Karyawan PT Istaka Karya tersebut digiring, sampai ke kampung Karunggame. Di Karunggame mereka bermalam dengan kondisi tangan terikat.

Pada Minggu  2 Desember 2018 sekitar pukul 08.00 WIT pagi seluruh karyawan yang disandera ini diperintah untuk berjalan mengarahkan ke Puncak Kabo. Setelah 2 jam perjalanan di lereng Bukit Kabo, mereka diperintahkan untuk berbaris dan jongkok.

Di sini KKB melakukan tarian perang dan mengeksekusi satu persatu karyawan PT Istaka Karya. Korban yang masih hidup saat itu melarikan diri sebanyak 3 orang, namun KKB melakukan pengejaran sehingga 3 orang itu kembali tertangkap dan dieksekusi di tempat  dengan menggunakan parang.
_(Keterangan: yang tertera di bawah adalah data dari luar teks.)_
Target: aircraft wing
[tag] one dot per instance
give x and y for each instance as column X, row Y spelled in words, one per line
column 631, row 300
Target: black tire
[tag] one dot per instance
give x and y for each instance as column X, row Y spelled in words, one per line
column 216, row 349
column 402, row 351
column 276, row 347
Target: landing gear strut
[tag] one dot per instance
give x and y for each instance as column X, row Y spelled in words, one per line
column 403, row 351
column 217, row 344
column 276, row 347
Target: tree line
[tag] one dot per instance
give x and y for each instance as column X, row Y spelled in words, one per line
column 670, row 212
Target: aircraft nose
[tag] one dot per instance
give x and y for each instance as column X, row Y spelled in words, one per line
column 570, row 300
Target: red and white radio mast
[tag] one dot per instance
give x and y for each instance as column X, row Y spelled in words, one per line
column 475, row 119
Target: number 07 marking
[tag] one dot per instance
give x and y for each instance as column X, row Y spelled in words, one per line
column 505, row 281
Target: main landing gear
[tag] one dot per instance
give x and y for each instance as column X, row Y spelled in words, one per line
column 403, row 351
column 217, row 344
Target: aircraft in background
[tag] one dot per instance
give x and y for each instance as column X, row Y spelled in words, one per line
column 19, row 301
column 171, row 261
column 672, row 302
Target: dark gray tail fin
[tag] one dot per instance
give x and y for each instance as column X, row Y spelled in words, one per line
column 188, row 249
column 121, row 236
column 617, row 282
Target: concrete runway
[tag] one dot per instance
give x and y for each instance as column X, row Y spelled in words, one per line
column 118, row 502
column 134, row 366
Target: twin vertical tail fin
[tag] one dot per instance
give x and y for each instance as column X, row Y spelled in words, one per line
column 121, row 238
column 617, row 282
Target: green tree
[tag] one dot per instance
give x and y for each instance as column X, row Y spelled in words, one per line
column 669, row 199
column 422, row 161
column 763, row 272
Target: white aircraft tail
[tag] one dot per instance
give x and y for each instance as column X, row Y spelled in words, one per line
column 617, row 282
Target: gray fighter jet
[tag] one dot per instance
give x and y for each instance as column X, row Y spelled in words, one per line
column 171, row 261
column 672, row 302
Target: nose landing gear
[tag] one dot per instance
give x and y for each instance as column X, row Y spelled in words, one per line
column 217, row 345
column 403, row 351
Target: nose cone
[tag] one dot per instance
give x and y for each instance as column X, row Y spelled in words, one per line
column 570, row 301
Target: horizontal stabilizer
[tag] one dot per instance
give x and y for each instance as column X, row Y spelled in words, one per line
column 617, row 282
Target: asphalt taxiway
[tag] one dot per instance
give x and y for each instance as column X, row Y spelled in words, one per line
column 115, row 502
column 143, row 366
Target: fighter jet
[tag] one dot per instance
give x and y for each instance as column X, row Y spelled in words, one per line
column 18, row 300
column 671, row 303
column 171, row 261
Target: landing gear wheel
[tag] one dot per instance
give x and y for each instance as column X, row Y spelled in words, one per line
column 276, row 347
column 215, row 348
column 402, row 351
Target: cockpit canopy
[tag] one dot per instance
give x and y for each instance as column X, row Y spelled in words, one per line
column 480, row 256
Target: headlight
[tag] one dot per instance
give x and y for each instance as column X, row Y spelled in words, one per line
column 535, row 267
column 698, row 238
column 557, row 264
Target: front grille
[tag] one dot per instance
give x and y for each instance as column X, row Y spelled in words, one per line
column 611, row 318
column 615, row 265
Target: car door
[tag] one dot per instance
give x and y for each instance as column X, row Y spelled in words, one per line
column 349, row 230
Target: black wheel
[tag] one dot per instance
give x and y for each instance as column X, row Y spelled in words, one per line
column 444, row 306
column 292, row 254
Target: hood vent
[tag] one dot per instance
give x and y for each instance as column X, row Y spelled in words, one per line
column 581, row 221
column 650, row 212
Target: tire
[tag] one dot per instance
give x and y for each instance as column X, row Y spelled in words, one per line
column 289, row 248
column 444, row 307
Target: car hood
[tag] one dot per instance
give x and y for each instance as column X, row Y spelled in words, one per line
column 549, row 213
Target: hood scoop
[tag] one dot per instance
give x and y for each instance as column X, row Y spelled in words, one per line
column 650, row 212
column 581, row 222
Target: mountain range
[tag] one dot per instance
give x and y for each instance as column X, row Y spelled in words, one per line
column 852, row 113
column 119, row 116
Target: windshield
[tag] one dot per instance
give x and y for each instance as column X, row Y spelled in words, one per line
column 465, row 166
Namun dari jumlah yang diikat 2 orang berhasil melarikan diri, namun lagi-lagi 2 orang tertangkap dan juga dieksekusi. Pada saat itu, 6 orang kemudian berhasil melarikan diri berbeda arah, 4 orang berhasil selamat atas nama, Jimmy Aritonang, Martinus sampe, Ayub, dan Jefriyanto. Namun 2 orang lagi atas  nama Simanjuntak dan  Hutagaol diperkiarakan masih hidup dan sampai saat ini masih belum ditemukan.

Korban yang selamat tersebut berlindung jalan kaki kerah pos TNI di Mbua, malamnya sekitar pukul 05.00 WIT, Pos mendapat serangan dari KKB dengan tameng masyarakat, kemudian terjadi penembakan.

Korban pertama adalah Serda Handoko, yang kedua Pratu Sugeng tertembak. Kontak tembak terjadi pada pukul 05.00 sampai 21.00 Wit, kontak tembak berhenti karena hujan deras.

Pada Rabu 5 Desember, dilakukan penyisiran dan terjadi kontak tembak. Dalam kontak tembak tersebut, anggota Brimob Bharatu Hidayat tertembak dan saat ini sudah mendapatkan perawatan medis di RS Timika. Kemudian pada saat melakukan penyelamat 1 unit helikopter juga tertembak.

Personil gabungan TNI/Polri berhasil memukul mundur KKB, namun tembakan masih terjadi dari KKB saat personil melakukan evakuasi korban.